Default reporting metric in horse-race tables; comparing candidate models against a fixed benchmark.

References

  • macroforecast design Part 3, L5: ‘evaluation = (metric × benchmark × aggregation × decomposition × ranking).’

  • Diebold (2017) ‘Forecasting in Economics, Business, Finance and Beyond’, University of Pennsylvania (free online). https://www.sas.upenn.edu/~fdiebold/Textbooks.html

Related options: mse, rmse, mae, medae

Last reviewed 2026-05-05 by macroforecast author.

rmse – operational

Root mean squared error – √MSE.

Primary metric used for the L5.A summary table and the L5.E ranking. Same ranking as MSE but expressed in target units (rather than squared target units). Standard reporting metric in macro / finance papers; pairs naturally with confidence-band charts since RMSE has the same units as the prediction interval.

When to use

Reporting forecast accuracy in target units.

When NOT to use

Heavy-tailed errors – inherits MSE’s outlier sensitivity.

References

  • macroforecast design Part 3, L5: ‘evaluation = (metric × benchmark × aggregation × decomposition × ranking).’

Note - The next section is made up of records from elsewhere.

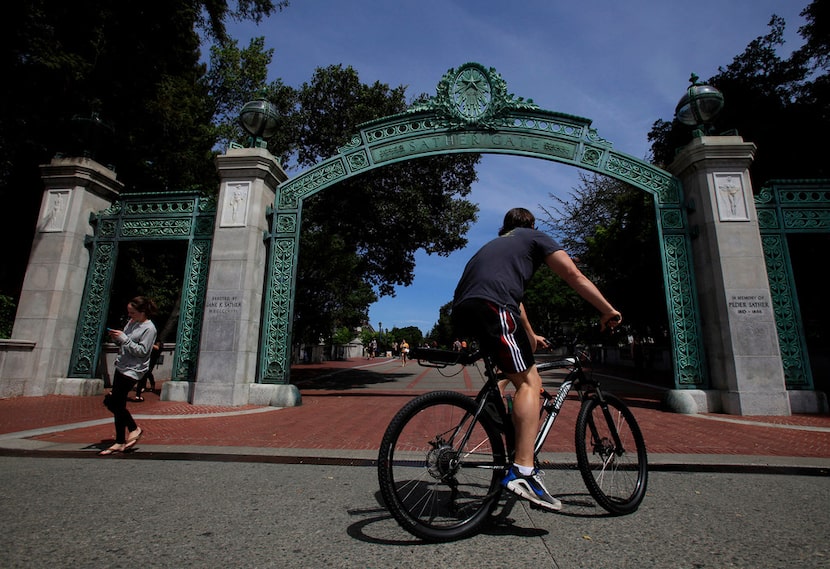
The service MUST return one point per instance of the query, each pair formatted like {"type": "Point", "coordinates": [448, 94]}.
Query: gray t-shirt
{"type": "Point", "coordinates": [499, 272]}
{"type": "Point", "coordinates": [135, 347]}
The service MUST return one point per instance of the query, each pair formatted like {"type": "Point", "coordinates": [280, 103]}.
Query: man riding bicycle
{"type": "Point", "coordinates": [488, 305]}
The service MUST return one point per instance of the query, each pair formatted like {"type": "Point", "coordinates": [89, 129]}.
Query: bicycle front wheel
{"type": "Point", "coordinates": [440, 468]}
{"type": "Point", "coordinates": [611, 454]}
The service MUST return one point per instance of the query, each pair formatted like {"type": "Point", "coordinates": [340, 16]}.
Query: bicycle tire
{"type": "Point", "coordinates": [616, 478]}
{"type": "Point", "coordinates": [434, 490]}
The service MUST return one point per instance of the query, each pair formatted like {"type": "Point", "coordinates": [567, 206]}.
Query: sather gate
{"type": "Point", "coordinates": [473, 112]}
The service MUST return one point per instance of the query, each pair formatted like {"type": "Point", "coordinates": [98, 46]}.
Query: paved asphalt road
{"type": "Point", "coordinates": [90, 513]}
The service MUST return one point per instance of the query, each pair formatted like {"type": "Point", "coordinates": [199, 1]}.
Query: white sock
{"type": "Point", "coordinates": [524, 470]}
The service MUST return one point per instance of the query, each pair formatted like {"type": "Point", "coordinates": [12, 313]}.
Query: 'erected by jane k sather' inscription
{"type": "Point", "coordinates": [223, 305]}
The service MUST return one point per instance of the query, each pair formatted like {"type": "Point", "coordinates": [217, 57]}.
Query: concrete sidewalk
{"type": "Point", "coordinates": [347, 406]}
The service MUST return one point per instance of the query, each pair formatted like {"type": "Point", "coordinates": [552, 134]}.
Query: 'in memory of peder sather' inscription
{"type": "Point", "coordinates": [749, 304]}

  • Diebold (2017) ‘Forecasting in Economics, Business, Finance and Beyond’, University of Pennsylvania (free online). https://www.sas.upenn.edu/~fdiebold/Textbooks.html

Related options: mse, mae, medae, mape

Last reviewed 2026-05-05 by macroforecast author.

theil_u1 – operational

Theil’s U1 inequality coefficient – bounded in [0, 1].

Primary metric used for the L5.A summary table and the L5.E ranking. U₁ = √MSE / (√(1/N Σ y²) + √(1/N Σ ŷ²)). Bounded between 0 (perfect forecast) and 1 (worst possible). Theil’s original 1966 metric; less commonly used today than U2 because the denominator’s interpretation is less intuitive.

When to use

Long-run macro forecasting tradition; comparability with Theil-1966-era papers.

When NOT to use

Modern reporting – U2 is more interpretable as a ratio against the no-change benchmark.

References

  • macroforecast design Part 3, L5: ‘evaluation = (metric × benchmark × aggregation × decomposition × ranking).’

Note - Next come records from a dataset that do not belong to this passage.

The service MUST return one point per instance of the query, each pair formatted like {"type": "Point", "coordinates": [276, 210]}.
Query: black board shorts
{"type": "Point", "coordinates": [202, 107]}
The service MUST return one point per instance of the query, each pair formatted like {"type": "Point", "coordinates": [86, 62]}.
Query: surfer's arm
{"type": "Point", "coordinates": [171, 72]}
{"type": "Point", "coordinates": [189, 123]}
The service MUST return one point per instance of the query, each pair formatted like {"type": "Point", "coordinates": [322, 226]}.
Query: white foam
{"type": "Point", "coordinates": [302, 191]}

  • Theil (1966) ‘Applied Economic Forecasting’, North-Holland (Chapter 2: Inequality coefficients).

Related options: mse, rmse, mae, medae

Last reviewed 2026-05-05 by macroforecast author.

theil_u2 – operational

Theil’s U2 inequality coefficient – ratio of forecast MSE to no-change MSE.

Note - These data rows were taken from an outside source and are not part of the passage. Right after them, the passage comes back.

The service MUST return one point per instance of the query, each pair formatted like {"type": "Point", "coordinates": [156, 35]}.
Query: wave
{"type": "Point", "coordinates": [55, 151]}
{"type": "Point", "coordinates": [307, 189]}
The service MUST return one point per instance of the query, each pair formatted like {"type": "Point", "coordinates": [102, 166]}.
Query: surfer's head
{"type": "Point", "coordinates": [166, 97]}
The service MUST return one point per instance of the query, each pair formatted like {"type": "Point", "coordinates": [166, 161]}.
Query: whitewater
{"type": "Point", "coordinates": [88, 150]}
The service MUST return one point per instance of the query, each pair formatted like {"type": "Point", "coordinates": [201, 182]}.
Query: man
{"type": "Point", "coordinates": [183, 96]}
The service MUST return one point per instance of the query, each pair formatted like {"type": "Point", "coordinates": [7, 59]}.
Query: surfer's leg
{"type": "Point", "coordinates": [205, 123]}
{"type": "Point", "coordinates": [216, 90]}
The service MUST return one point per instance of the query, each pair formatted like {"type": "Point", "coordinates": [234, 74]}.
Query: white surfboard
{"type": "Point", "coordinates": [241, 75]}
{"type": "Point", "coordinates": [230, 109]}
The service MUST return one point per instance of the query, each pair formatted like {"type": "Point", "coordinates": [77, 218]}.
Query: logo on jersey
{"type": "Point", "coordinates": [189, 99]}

Primary metric used for the L5.A summary table and the L5.E ranking. U₂ = √(Σ (ŷ_t - y_t)² / Σ (y_{t-1} - y_t)²). U₂ < 1 means the forecast beats the random-walk benchmark. Standard sanity-check ratio in macro forecasting – if U₂ 1 the model is no better than ‘tomorrow looks like today’.

When to use

Sanity-checking against the random-walk benchmark; macro-forecasting tradition.

When NOT to use

When a custom benchmark (not random walk) is preferred – use relative_mse instead.

References

  • macroforecast design Part 3, L5: ‘evaluation = (metric × benchmark × aggregation × decomposition × ranking).’

  • Theil (1966) ‘Applied Economic Forecasting’, North-Holland (Chapter 2: Inequality coefficients).

Related options: mse, rmse, mae, medae

Last reviewed 2026-05-05 by macroforecast author.